Ukraine and the European Union will establish a workgroup for development of cooperation options in the framework of forming a global system for automatic exchange of tax information. The appropriate agreement was reached at the meeting between Oleksandr Klimenko, Minister of Revenue and Duties of Ukraine, and Algirdas Semeta, EU Commissioner for Taxation, Customs Union, Audit and Anti-Fraud Activities, the Information-analytical Bulletin of the Cabinet of Ministers of Ukraine informs.
Experts say the automatic exchange of tax information between Ukraine and the EU will provide additional opportunities to address the hiding of income in other countries and tax evasion.
"According to our estimates, just this year, over 33 billion UAH were moved out from Ukrainian taxation to offshores and low-tax jurisdictions. We welcome the ambitious and comprehensive BEPS Plan. Ukraine is ready to join its implementation,” Klimenko said.
Experts note that in addition to the global fight against hiding income, Ukraine is preparing a roadmap for joining the EU conventions "On simplification of formalities in trade of goods" and "On procedure of common transit."
At the meeting with the EU Commissioner Klimenko also said that Ukraine had adopted and started the implementation of Law on transfer pricing, which is aimed against hiding of income abroad and tax evasion in the country of revenue.
More taxes were collected this year as GDP fell than last year.
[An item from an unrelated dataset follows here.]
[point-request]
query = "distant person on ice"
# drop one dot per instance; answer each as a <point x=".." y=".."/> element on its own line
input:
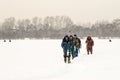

The tax revenues helped to stabilize positive economic trends, providing VAT refunds ahead of business demand. As of Oct. 1, 2013, companies applied for refund of 39 billion UAH, while VAT was refunded to the amount of nearly 42.8 billion UAH. Eompanies with European capital have been repaid 14.7 billion UAH. This is up 50%, year-on-year. Half of reimbursement (7.3 billion UAH) was received automatically by companies with European investments.
Experts say the Law on transfer pricing, which was adopted and came into force, provides for state control over pricing of export-import transactions made by large taxpayers and eliminated their opportunity to hide income in low taxation countries. The document was drafted and submitted for discussion of business circles back in December 2012 by the Ministry of Revenue and Price Waterhouse Cooper's Company.
The Law on transfers will contribute to fight against one of major ways to minimize taxation, which is used to transfer about 100 billion UAH annually from Ukrainian taxation. First of all, this is done via sale of domestic products at reduced price and to related entities (i.e., basically, within one financial-industrial group) to countries with lower tax burden than in Ukraine. As a result, state budget does not receive 20-25 billion UAH annually.
The new law will all authorities to collect up to 20 billion UAH in additional taxes (within three years), while establishing an efficient system of transfer pricing control nationwide.
Government analysts say Ukraine has taken other steps, agreeing on measures to improve transparency and financial security. Talks are underway to exchange data with several offshore jurisdictions, including Belize, British Virgin Islands, Bermuda, Aruba, etc. is being set up.